Greener Pa$tures: A look at the ACC defectors

Did you hear? The conference is expanding to get a football championship game, and it might grab Syracuse out of the Big East to do it. Jim Boeheim doesn’t like it, but money talks, and football talks loudest. The Orange might end up moving to…

…the Atlantic Coast Conference.

The Big Ten expansion this past offseason set off another wave of panic over whether we’d seen our last classic tournament performance at Madison Square Garden. This time, it was the Big 12 that had to deal with the fallout, but in 2003, we were the ones who had to figure out how to keep the conference together after losing three members. To say that Big East basketball survived is putting it mildly. But what of those who followed the cash to the ACC?
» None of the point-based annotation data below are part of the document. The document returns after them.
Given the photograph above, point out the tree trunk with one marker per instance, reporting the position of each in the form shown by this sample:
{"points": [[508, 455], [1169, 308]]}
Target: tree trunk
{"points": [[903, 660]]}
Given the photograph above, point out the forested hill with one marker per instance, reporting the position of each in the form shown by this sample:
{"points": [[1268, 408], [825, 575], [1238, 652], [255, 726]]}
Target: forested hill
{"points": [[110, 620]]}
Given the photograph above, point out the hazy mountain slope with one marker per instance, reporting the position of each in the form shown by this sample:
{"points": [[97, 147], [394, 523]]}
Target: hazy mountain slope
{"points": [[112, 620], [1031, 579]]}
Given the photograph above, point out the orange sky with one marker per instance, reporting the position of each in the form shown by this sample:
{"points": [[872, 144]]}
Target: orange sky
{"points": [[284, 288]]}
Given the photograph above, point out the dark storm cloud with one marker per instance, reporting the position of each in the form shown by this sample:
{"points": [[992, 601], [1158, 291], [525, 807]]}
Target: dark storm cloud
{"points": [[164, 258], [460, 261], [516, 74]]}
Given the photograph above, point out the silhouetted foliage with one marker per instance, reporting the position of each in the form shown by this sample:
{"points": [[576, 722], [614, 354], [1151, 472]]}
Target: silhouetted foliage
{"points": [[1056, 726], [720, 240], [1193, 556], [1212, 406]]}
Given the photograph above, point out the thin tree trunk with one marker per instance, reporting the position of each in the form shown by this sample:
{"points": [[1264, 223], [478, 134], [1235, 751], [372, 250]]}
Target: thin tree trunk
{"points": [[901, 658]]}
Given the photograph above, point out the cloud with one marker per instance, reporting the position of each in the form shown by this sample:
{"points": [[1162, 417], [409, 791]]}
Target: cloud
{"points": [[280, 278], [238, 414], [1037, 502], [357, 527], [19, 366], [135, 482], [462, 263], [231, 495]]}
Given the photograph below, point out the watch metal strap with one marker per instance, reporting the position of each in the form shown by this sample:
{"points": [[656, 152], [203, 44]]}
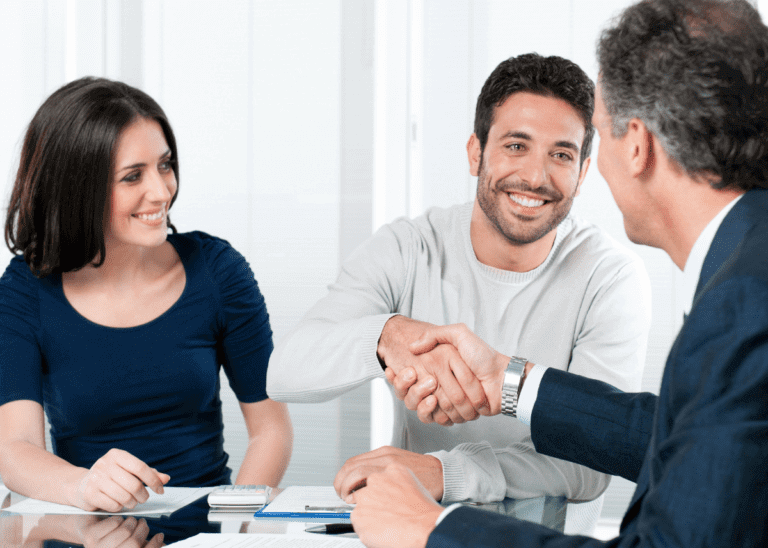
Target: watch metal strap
{"points": [[511, 384]]}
When we said goodbye to the University of Miami, it was firing Perry Clark after four years of regression following the success of Leonard Hamilton at the U. Under new coach Frank Haith, the Hurricanes have floated between middle-of-the-pack and bottom-feeder in the ACC, with one NCAA Tournament berth behind two-time All-ACC first-teamer Jack McClinton. The Hurricanes are back to the bottom again this year, but they’re a Florida football school, so nobody cares.
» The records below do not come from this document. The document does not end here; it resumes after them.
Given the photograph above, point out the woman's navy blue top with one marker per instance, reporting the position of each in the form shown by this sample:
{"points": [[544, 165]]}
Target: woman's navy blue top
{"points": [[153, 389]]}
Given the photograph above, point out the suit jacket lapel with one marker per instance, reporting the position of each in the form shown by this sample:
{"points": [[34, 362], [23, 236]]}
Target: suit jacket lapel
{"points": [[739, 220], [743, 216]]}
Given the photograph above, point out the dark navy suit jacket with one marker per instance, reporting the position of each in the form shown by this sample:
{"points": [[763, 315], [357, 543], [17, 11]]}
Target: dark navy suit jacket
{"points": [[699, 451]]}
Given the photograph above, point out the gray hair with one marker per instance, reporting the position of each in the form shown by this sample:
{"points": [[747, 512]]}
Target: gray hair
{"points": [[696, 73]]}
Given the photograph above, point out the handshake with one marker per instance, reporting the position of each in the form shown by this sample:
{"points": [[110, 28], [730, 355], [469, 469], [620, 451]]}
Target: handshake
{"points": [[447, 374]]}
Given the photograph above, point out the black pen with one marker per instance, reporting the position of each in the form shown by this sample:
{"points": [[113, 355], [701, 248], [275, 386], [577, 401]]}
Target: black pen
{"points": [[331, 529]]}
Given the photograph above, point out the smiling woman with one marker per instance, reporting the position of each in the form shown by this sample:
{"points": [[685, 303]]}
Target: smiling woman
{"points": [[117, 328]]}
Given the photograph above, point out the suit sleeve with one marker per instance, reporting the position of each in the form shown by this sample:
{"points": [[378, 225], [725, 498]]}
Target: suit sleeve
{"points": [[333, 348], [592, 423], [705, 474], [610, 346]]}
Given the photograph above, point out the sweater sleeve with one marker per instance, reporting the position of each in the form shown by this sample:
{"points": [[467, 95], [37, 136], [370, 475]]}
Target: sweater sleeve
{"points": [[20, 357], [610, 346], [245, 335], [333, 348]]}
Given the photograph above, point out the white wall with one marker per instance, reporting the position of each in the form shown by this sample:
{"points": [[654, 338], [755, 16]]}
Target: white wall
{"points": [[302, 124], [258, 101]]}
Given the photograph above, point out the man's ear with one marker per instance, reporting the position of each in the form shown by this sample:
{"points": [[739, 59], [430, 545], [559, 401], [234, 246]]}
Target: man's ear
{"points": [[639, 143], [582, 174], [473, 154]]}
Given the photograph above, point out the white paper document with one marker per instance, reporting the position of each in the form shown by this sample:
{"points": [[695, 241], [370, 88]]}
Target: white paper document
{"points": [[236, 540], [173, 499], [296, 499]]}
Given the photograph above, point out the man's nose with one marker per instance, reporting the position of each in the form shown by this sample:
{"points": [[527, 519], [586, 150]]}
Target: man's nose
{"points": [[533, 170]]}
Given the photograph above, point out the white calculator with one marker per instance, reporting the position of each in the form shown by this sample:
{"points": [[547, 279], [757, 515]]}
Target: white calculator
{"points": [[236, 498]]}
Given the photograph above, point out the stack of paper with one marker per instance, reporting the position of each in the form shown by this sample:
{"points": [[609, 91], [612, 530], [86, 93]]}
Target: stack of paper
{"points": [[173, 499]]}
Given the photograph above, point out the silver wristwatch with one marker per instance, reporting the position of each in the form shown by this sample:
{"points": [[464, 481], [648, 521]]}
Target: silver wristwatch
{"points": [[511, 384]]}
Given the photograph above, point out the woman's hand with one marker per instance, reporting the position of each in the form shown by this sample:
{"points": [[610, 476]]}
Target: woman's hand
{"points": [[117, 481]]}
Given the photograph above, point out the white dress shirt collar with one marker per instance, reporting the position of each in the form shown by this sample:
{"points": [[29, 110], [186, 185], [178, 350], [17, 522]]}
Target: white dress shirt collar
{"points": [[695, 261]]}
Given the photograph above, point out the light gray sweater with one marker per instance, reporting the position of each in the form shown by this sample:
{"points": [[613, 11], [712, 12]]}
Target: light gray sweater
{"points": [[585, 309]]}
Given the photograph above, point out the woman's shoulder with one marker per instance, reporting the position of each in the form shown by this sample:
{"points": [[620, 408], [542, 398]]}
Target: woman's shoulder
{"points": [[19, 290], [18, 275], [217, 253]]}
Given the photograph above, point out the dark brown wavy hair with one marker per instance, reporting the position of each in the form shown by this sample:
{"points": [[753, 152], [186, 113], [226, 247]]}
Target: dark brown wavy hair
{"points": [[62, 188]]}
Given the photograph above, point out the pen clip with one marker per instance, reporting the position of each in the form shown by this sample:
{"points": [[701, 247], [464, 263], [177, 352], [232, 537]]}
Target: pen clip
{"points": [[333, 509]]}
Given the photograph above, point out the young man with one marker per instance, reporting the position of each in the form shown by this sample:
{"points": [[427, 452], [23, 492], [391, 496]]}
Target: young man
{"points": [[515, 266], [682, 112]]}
Virginia Tech is another big football program whose basketball credentials are definitely not where it hangs its hat. A two-game run in the 2007 NCAA tournament tied its one appearance in all of its 13 years in the Big East. Coach Seth Greenberg has established the Hokies as an annual fixture on the bubble of the Big Dance, and this year is no exception. In typical fashion, after an impressive upset of conference-leading Duke, Virginia Tech got manhandled at home by fellow bubble team and defector Boston College. It must really miss playing at MSG.

The BC Eagles were the last team to go, their departure delayed a year pending the results of a lawsuit between the two conferences. In a program with minimal prestige in an underwhelming prep region, longtime Eagle Al Skinner had forged a team out of the overlooked and under-recruited. Armed with two such players in future All-Americans Craig Smith and Jared Dudley, BC made a Sweet 16 run in its first ACC season.

The glitz and glamor of Duke and UNC recruiting classes filled with McDonald’s All-Americans proved too tempting for the administration, however, and it used an underwhelming performance last season to justify canning the successful Skinner for someone flashier and more high-profile.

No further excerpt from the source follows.